Thursday, January 10, 2008

Organizing and The Art of Getting Around Without Highway 40

Even with Highway 40 fully functional, rush hour traffic is not for the timid. Speeding, tailgating, lane changing without signaling – much less looking – is par for the course. It’s a messy situation that’s ripe with emotional clutter. How does a professional organizer deal with this kind of clutter?
I can’t control the volume of traffic or the crazy, devil-may-care driving techniques of the driver passing me on my right while talking on his cell-phone and drinking his coffee. But I can control my attitude and my actions.
1) I can research and plan a couple of alternate routes to my destination in case the drive becomes excessively bogged with traffic. Options are good to have.
2) I can carry a new street guide in case my sense of direction fails me. Safety nets are reassuring.
3) I can check the Traffic Center link on the Mid-Metro4 website (www.midmetro4.com) before I hit the road. Forewarned is forearmed.
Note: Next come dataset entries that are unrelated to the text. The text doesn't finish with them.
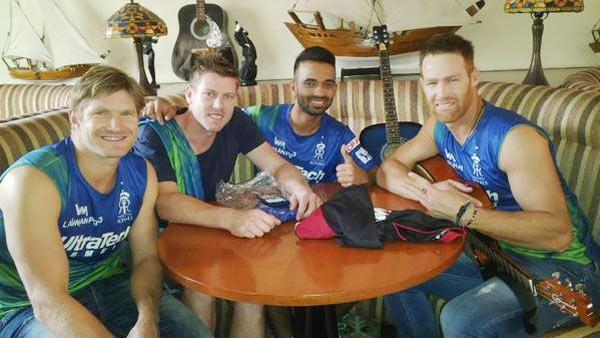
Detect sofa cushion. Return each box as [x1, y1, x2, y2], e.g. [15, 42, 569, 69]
[560, 67, 600, 91]
[0, 84, 72, 120]
[0, 108, 71, 172]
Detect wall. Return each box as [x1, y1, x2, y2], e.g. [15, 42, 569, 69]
[0, 0, 600, 84]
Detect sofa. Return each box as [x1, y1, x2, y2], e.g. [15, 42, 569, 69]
[0, 80, 600, 337]
[560, 67, 600, 91]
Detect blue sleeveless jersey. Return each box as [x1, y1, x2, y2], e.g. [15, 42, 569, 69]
[0, 138, 147, 317]
[434, 102, 600, 264]
[245, 104, 375, 183]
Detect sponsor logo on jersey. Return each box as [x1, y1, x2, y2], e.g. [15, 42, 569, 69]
[471, 151, 488, 185]
[444, 148, 464, 171]
[273, 136, 296, 158]
[296, 165, 325, 183]
[61, 203, 104, 229]
[354, 147, 373, 164]
[62, 226, 131, 257]
[117, 189, 133, 224]
[346, 137, 360, 153]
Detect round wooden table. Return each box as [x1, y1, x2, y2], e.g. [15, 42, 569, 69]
[158, 184, 463, 306]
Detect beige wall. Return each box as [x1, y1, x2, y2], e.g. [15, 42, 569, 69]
[0, 0, 600, 84]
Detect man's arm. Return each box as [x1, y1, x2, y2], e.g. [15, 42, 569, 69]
[413, 126, 572, 251]
[471, 126, 572, 251]
[0, 167, 112, 337]
[129, 161, 162, 337]
[375, 117, 448, 200]
[156, 181, 281, 238]
[246, 142, 322, 220]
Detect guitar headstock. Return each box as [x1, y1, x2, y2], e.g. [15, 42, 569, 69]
[371, 25, 390, 50]
[537, 276, 598, 326]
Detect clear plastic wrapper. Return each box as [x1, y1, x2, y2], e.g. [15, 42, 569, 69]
[216, 171, 289, 214]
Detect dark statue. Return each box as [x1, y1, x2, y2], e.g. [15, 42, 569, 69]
[233, 21, 256, 86]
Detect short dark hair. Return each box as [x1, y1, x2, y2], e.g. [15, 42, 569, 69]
[190, 54, 240, 86]
[69, 65, 148, 114]
[419, 33, 475, 72]
[294, 46, 335, 74]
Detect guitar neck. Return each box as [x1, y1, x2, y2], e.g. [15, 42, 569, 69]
[196, 0, 206, 22]
[379, 48, 402, 145]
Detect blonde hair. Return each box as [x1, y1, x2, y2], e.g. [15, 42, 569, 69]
[69, 65, 148, 113]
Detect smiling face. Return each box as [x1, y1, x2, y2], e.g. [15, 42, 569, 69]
[185, 72, 238, 133]
[421, 53, 479, 123]
[69, 90, 138, 159]
[290, 61, 336, 116]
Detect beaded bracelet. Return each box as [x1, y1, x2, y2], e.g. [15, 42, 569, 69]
[454, 201, 472, 225]
[463, 206, 479, 228]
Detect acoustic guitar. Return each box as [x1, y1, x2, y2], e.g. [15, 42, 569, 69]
[360, 25, 458, 182]
[360, 25, 598, 326]
[171, 0, 237, 81]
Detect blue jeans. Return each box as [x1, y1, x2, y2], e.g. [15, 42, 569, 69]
[0, 275, 212, 338]
[385, 254, 600, 338]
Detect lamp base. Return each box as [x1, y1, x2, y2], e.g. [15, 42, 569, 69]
[523, 13, 548, 86]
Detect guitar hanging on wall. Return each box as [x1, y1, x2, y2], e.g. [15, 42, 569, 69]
[171, 0, 237, 81]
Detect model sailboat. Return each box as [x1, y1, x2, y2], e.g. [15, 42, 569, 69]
[2, 0, 102, 80]
[285, 0, 485, 57]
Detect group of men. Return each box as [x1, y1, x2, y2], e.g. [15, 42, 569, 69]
[0, 34, 600, 337]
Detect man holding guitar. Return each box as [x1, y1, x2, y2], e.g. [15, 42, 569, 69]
[377, 34, 600, 337]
4) I can group my errands by location so I can minimize the number of trips I have to make. Planning provides me with control over my time. Many of the merchants featured on the Mid-Metro4 website have special deals that can save me money too!
5) I can pad my travel time with ten to fifteen minutes. Arriving late is stressful. Arriving a few minutes early indulges me with some time to read. A good book is my constant companion.
6) I can drive vigilantly because my life is worth it. Need I say more?
7) I can fill my gas tank when the gauge dips to half-full; thus, eliminating running out of gas from my list of worries.
8) I can listen to motivational recordings or calming music. The traffic might be slow, but I can turbo-charge my attitude.
9) I can practice deep breathing when things get tense. Deeply inhaling through the nose and exhaling completely through the mouth ten times effectively distresses.
10) I can realize that we are all in this boat together. Whining changes nothing but it costs a lot in terms of the stress it imposes.
11) I can car-pool when appropriate. It’s the social way to be socially responsible. Even better: I can use Metro so I don’t have to deal with traffic!
12) I can adjust my activities to accommodate the increase in travel time. Maybe I can fix simpler meals that take less time to prepare. Hmm, less cooking time -- this might be a surprise benefit of the highway closing!
Through planning, vigilance and calming activities I can shift the focus from what I can’t control to what I can: my attitude and reaction to traffic. Chances are I will continue to encounter those drivers who seem to be on a mission to turn common courtesy into road kill, but I can be resolute to remain calm and emotionally clutter-free … and give those drivers a wide berth.